The first time I ate yoghurt was at the age of 9 or so, at a friend's house. My parents couldn't abide the stuff so there was never any in the house. My mom had always said it was disgusting, so when I finally got around to eating some, I was pleasantly surprised. I think it may have been grape flavored. But then I forgot all about it.

The second time I ate yoghurt was in Year 8 science lab. We did an experiment in bacterial cultures. Unfortunately, due to the class schedule, it stayed in the incubator for 3 whole days and by the time we opened it up, it had gone halfway to cheese. By that time I had so little memory of what yoghurt was supposed to taste like that I didn't even realize that anything was amiss until my Australian lab partner turned her nose up at it.

That episode left me with the impression that you needed all kinds of equipment to make yoghurt. Where was I supposed to get an incubator, or powdered bacteria? I don't even have a cooking thermometer. Today, I found out that all you need is a cup of store-bought yoghurt (one that says it's got live cultures), and a bucket. Or preferably a beer cooler.

First you need to sterilize a jar. And then, you need to sterilize your milk. Bring it up to boiling point, stirring frequently, and then let it cool down to a hot but not scalding temperature.

Wikihow says that the ideal temperature for culturing yoghurt is between 90 degrees F (32C) and 120F (49C). Since the human body is at around 98F (37C), that's about the temperature of hot bath water.

Then you add the pre-bought yoghurt, just 2 tablespoons of it, and then pour the mixture into your sterilized jar. Seal it, then dunk it in a beer cooler or bucket of hot bath water for 4-12 hours. Change the water whenever it starts getting cool.

I covered my bucket with aluminum foil (shinier side down) and wrapped it in several dish towels to keep it warm for longer.

When the yoghurt has solidified, pour off the excess liquid (whey), flavour it, stir, and put it in the fridge. I just added a teaspoon of sugar. Next time I might experiment with little fruit chunks. And the awesome thing about it is that it's self-perpetuating. I can use this batch to start off the next one!

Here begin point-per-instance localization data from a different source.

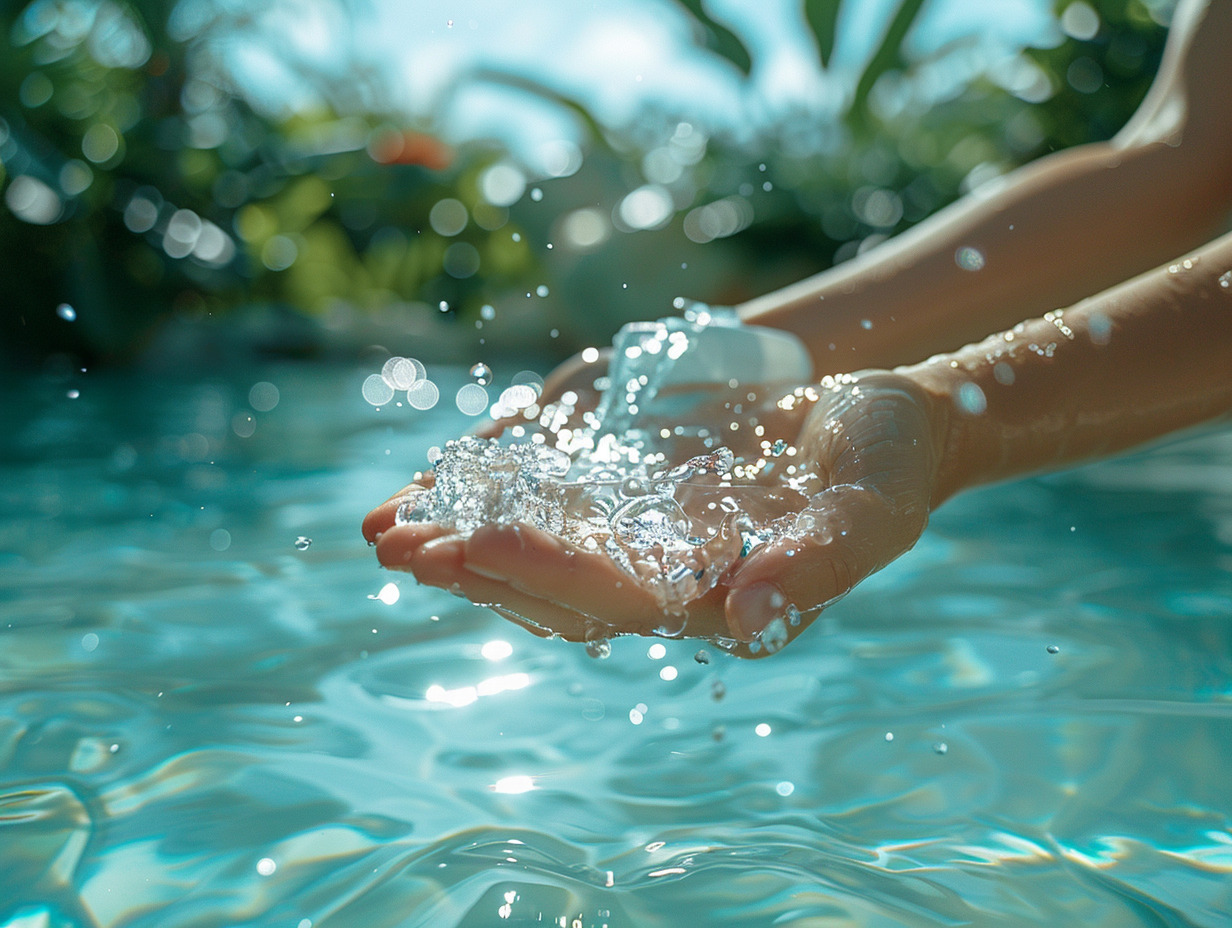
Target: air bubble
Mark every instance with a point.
(424, 394)
(376, 391)
(472, 399)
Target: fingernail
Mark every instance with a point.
(749, 610)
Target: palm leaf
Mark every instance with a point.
(887, 57)
(823, 17)
(720, 40)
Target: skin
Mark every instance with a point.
(938, 404)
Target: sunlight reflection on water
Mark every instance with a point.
(210, 737)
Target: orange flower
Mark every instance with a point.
(405, 147)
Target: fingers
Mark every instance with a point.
(848, 534)
(441, 561)
(382, 518)
(398, 545)
(546, 568)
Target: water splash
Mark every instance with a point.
(610, 486)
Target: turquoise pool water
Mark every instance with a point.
(203, 725)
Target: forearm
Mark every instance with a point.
(1132, 364)
(1050, 234)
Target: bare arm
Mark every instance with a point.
(1132, 364)
(1051, 233)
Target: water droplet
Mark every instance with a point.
(599, 648)
(774, 636)
(970, 259)
(970, 398)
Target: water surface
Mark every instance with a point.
(203, 725)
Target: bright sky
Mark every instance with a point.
(615, 56)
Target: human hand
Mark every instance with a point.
(866, 457)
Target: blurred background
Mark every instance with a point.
(189, 181)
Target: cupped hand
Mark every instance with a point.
(865, 451)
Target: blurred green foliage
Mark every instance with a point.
(139, 185)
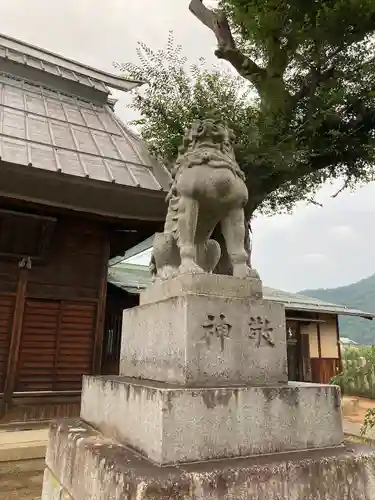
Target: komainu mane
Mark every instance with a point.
(207, 189)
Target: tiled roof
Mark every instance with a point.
(49, 130)
(134, 278)
(30, 56)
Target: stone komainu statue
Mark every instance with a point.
(207, 189)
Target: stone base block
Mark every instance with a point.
(170, 424)
(205, 339)
(215, 285)
(82, 465)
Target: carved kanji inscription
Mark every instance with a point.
(261, 330)
(216, 326)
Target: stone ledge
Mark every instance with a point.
(215, 285)
(84, 465)
(171, 424)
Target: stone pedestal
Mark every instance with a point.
(202, 409)
(84, 465)
(170, 424)
(192, 334)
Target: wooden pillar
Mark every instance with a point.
(338, 343)
(15, 341)
(100, 313)
(319, 336)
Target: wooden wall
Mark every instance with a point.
(52, 315)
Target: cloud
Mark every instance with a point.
(314, 258)
(342, 231)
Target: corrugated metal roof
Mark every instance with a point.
(49, 130)
(134, 278)
(40, 59)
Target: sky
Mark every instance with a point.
(315, 247)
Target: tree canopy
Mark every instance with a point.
(301, 98)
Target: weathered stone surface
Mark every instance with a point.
(215, 285)
(170, 424)
(208, 189)
(90, 467)
(205, 340)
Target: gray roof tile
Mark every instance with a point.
(43, 60)
(134, 278)
(46, 129)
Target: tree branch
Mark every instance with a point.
(218, 23)
(312, 81)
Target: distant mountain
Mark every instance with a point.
(360, 295)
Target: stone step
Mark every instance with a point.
(174, 424)
(82, 464)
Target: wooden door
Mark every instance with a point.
(56, 346)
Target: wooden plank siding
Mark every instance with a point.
(56, 345)
(6, 321)
(58, 323)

I think I'm going to have some for breakfast tomorrow morning. The little spoonful I tasted seemed all right. Here's hoping that it doesn't make me ill.

My Boyfriend's buddy, who's Indian, says that his family doesn't even bother to incubate the yoghurt. They just leave the jar in the fridge overnight and eventually it yoghurtifies. I'll have to see if this really works. From what I remember of biology, the cold of a fridge doesn't kill bacteria, it just slows it down. So maybe if you leave it long enough, you'll still get yoghurt. Perhaps his family likes their yoghurt on the watery side for cooking? He says he grew up on yoghurt poured over rice. Some people are lactose intolerant; this guy's lactose dependent. He gets ill when he doesn't eat dairy products.